Keywords
shear-driven flow, laminar flow, incompressible flow, viscous flow
Purposes
• Validation of GASFLOW for laminar viscous flow with Mach number at nearly zero.
Descriptions
• The lid-driven cavity is an important fluid mechanical system serving as a benchmark for testing numerical methods and for studying fundamental aspects of incompressible flows in confined volumes which are driven by the tangential motion of a bounding wall.
• Lid-driven cavity flow retains a rich fluid flow physics manifested by multiple counter rotating recirculating regions on the corners of the cavity depending on the Reynolds number.
• A square cavity with a height H = 2 m (Fig. 1) has been set up. The top wall moves with the velocity of 1 m/s in X direction. The bottom and side walls are no-slip and stationary. The Reynolds number of the flow is 1000.
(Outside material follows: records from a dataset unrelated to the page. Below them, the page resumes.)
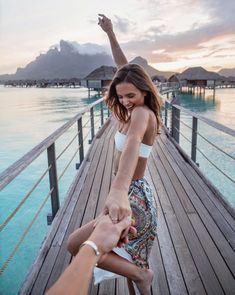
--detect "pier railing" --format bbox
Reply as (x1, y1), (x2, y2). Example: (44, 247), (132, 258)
(163, 99), (235, 212)
(0, 98), (110, 274)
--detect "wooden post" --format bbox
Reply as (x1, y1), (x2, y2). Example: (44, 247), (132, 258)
(77, 117), (84, 165)
(100, 101), (104, 126)
(90, 107), (95, 141)
(191, 117), (198, 162)
(47, 143), (60, 219)
(171, 105), (180, 143)
(164, 101), (168, 127)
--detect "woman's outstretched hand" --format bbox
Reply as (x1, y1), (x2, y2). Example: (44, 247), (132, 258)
(98, 14), (113, 33)
(104, 188), (132, 223)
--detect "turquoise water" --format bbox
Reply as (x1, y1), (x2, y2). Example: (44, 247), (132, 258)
(0, 86), (234, 294)
(177, 88), (235, 207)
(0, 86), (102, 295)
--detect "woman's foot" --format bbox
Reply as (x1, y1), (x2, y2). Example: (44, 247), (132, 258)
(134, 268), (153, 295)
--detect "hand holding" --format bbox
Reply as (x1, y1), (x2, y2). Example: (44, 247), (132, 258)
(89, 215), (132, 254)
(103, 188), (132, 223)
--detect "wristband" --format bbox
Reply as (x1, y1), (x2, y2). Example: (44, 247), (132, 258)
(80, 240), (100, 256)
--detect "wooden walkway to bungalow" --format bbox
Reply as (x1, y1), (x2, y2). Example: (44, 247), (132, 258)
(20, 118), (235, 295)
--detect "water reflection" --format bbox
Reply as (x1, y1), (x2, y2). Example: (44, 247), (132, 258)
(180, 91), (219, 113)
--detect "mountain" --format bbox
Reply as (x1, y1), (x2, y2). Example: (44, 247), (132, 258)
(0, 42), (174, 81)
(218, 68), (235, 77)
(0, 40), (114, 80)
(130, 56), (175, 79)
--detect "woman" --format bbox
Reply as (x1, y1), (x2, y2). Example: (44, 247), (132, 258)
(67, 14), (161, 295)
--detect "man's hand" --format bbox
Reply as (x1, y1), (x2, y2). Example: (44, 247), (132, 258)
(89, 215), (134, 254)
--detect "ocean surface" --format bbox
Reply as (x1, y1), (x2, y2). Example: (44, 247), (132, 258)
(0, 86), (234, 294)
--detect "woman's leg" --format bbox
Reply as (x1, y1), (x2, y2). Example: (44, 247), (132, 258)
(98, 251), (153, 295)
(67, 220), (96, 256)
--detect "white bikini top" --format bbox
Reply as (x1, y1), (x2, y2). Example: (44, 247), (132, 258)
(114, 130), (152, 158)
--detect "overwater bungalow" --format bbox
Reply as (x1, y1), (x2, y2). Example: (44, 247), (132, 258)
(168, 67), (225, 89)
(81, 66), (117, 93)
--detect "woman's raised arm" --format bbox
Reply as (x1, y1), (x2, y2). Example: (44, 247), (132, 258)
(98, 14), (128, 68)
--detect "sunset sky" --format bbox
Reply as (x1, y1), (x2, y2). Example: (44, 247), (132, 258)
(0, 0), (235, 74)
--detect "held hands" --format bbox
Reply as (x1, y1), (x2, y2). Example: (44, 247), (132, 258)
(98, 14), (113, 33)
(89, 215), (133, 254)
(103, 188), (132, 223)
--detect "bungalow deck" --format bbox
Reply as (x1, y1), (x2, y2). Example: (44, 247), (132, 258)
(19, 118), (235, 295)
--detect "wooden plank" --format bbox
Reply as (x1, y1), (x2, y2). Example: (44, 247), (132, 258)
(44, 124), (115, 289)
(161, 132), (235, 237)
(189, 213), (235, 294)
(145, 169), (171, 295)
(151, 144), (224, 294)
(161, 135), (235, 232)
(46, 122), (116, 292)
(89, 278), (99, 295)
(165, 214), (206, 295)
(149, 238), (170, 295)
(147, 159), (204, 295)
(82, 123), (116, 224)
(146, 162), (188, 294)
(116, 277), (129, 295)
(165, 128), (235, 220)
(159, 134), (235, 274)
(95, 129), (116, 215)
(98, 280), (116, 295)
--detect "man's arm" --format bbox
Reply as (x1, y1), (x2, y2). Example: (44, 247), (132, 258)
(46, 216), (133, 295)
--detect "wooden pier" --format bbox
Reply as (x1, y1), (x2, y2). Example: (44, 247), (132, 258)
(19, 118), (235, 294)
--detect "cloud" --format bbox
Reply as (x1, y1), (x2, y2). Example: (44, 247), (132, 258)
(52, 41), (109, 55)
(113, 16), (133, 33)
(121, 0), (235, 63)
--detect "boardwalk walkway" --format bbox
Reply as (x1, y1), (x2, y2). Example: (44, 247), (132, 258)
(20, 118), (235, 295)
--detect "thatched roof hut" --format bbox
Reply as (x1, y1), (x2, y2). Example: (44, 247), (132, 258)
(179, 67), (221, 80)
(81, 66), (117, 89)
(176, 67), (222, 87)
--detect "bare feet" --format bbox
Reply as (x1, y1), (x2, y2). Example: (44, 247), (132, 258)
(134, 268), (153, 295)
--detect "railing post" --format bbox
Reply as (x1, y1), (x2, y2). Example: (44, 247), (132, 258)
(47, 143), (60, 219)
(100, 101), (104, 126)
(171, 105), (180, 143)
(77, 117), (84, 165)
(191, 116), (198, 162)
(164, 101), (168, 127)
(90, 107), (95, 141)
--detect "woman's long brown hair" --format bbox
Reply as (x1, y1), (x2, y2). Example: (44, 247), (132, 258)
(105, 63), (162, 131)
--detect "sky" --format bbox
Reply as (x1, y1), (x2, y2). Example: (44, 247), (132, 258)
(0, 0), (235, 75)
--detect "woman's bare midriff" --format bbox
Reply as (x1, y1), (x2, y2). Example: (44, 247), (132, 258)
(114, 151), (148, 180)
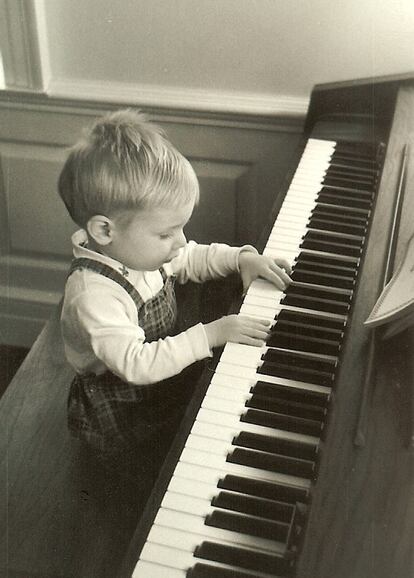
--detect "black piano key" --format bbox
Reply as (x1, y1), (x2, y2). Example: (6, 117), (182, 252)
(332, 147), (378, 162)
(292, 258), (357, 276)
(212, 490), (295, 523)
(246, 393), (327, 432)
(246, 392), (327, 422)
(334, 140), (378, 157)
(287, 282), (352, 303)
(290, 268), (355, 290)
(217, 474), (309, 504)
(317, 191), (372, 211)
(334, 149), (377, 162)
(312, 202), (370, 222)
(205, 509), (290, 543)
(262, 348), (337, 373)
(187, 562), (267, 578)
(305, 230), (363, 248)
(251, 380), (330, 408)
(281, 293), (350, 315)
(233, 430), (318, 461)
(323, 175), (374, 192)
(267, 330), (341, 356)
(329, 160), (378, 176)
(241, 408), (324, 437)
(193, 541), (294, 576)
(300, 238), (362, 259)
(274, 308), (346, 331)
(258, 361), (334, 387)
(308, 216), (366, 236)
(271, 317), (344, 341)
(322, 180), (375, 196)
(325, 166), (377, 184)
(282, 286), (352, 312)
(295, 251), (358, 273)
(227, 447), (316, 479)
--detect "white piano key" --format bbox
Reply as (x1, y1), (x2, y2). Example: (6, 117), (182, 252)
(268, 225), (307, 238)
(239, 303), (276, 320)
(214, 360), (332, 395)
(184, 431), (317, 466)
(149, 524), (279, 561)
(277, 207), (313, 220)
(265, 232), (303, 246)
(134, 556), (276, 578)
(133, 559), (185, 578)
(158, 493), (288, 556)
(146, 530), (288, 578)
(264, 244), (302, 257)
(178, 446), (310, 488)
(191, 413), (317, 448)
(246, 278), (285, 298)
(243, 293), (283, 309)
(140, 542), (193, 571)
(185, 434), (231, 457)
(211, 370), (256, 390)
(167, 475), (217, 502)
(220, 343), (263, 367)
(240, 301), (346, 323)
(193, 408), (319, 444)
(204, 382), (251, 401)
(210, 370), (330, 397)
(154, 507), (285, 554)
(162, 490), (219, 517)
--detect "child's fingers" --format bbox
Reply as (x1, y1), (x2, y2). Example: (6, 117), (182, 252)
(239, 316), (271, 329)
(239, 335), (267, 347)
(262, 268), (290, 290)
(270, 262), (291, 284)
(274, 257), (292, 274)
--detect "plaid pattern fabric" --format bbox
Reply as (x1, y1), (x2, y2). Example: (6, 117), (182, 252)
(66, 257), (180, 457)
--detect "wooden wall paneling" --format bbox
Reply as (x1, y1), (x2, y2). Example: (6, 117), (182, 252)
(0, 139), (75, 345)
(0, 96), (303, 346)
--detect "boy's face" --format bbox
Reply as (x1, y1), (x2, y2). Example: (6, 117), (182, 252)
(108, 200), (195, 271)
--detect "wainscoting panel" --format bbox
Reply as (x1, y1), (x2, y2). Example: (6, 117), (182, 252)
(0, 93), (303, 346)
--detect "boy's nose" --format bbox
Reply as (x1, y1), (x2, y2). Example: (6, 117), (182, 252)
(174, 230), (187, 249)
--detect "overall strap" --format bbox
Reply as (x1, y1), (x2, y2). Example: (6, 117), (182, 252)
(69, 257), (144, 308)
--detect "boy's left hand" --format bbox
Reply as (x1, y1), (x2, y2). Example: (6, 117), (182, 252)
(238, 251), (292, 294)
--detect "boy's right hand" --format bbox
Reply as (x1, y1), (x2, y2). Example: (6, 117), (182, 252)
(204, 314), (270, 348)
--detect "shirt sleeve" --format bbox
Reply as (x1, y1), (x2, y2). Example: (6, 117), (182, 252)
(169, 240), (258, 284)
(63, 286), (212, 385)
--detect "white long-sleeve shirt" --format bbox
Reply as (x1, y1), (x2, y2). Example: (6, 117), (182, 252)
(61, 229), (256, 384)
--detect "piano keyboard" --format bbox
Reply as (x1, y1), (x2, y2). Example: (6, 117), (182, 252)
(132, 137), (380, 578)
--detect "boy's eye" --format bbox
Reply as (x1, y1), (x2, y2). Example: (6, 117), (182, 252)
(159, 233), (172, 240)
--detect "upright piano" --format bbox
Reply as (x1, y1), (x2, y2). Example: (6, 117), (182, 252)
(119, 75), (414, 578)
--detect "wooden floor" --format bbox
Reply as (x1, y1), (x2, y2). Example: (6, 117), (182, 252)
(0, 309), (144, 578)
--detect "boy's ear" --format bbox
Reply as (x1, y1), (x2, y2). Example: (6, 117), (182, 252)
(86, 215), (114, 246)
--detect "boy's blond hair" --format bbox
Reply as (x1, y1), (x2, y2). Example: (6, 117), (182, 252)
(58, 109), (199, 227)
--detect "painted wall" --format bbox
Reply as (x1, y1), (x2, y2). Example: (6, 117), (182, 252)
(44, 0), (414, 100)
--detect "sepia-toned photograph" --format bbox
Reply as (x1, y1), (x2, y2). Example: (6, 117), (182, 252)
(0, 1), (413, 577)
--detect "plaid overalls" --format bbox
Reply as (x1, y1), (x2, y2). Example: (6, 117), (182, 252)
(67, 257), (186, 461)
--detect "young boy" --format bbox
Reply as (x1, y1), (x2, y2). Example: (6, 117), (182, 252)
(58, 109), (291, 482)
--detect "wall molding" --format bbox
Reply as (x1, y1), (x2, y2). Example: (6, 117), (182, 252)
(0, 0), (47, 91)
(47, 77), (309, 123)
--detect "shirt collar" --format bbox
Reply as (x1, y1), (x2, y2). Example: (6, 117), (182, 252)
(71, 229), (134, 278)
• A locally refined mesh with 80*80 in X and Y axes (Fig. 2).
Fig. 1 Schematic of 2D lid-driven cavity flow
Fig. 2 GASFLOW computing grid
Results
• The velocity and streamline calculated by GASFLOW are illustrated in Figs. 3~6.
• The center-line velocities using the first-order upwind and second-order Van Leer schemes in GASFLOW were compared with the data, as shown in Fig. 7.
Fig. 3 Velocity distribution in the cavity
Fig. 4 X-component of the velocity in the lid-driven cavity
Fig. 5 Z-component of the velocity in the lid-driven cavity
Fig. 6 Streamlines of lid-driven cavity flow
Fig. 7 Velocities along the vertical and horizontal centerlines
Summary
• The second-order scheme is essential for capturing correct flow features in this lid-driven flow case.
• GASFLOW can accurately predict major phenomena in the laminar incompressible shear-driven flow.
Reference
• U. Ghia, High-Re solutions for incompressible flows using the Navier-Stokes equations and a multigrid method, Journal of Computational Physics , 48, 387-411, (1982).
• J. Xiao, W. Breitung, M. Kuznetsov, H. Zhang, J. R. Travis, R. Redlinger, T. Jordan, “GASFLOW-MPI: A new 3-D parallel all-speed CFD code for turbulent dispersion and combustion simulations: Part I: Models, verification and validation”, International Journal of Hydrogen Energy, March 2017.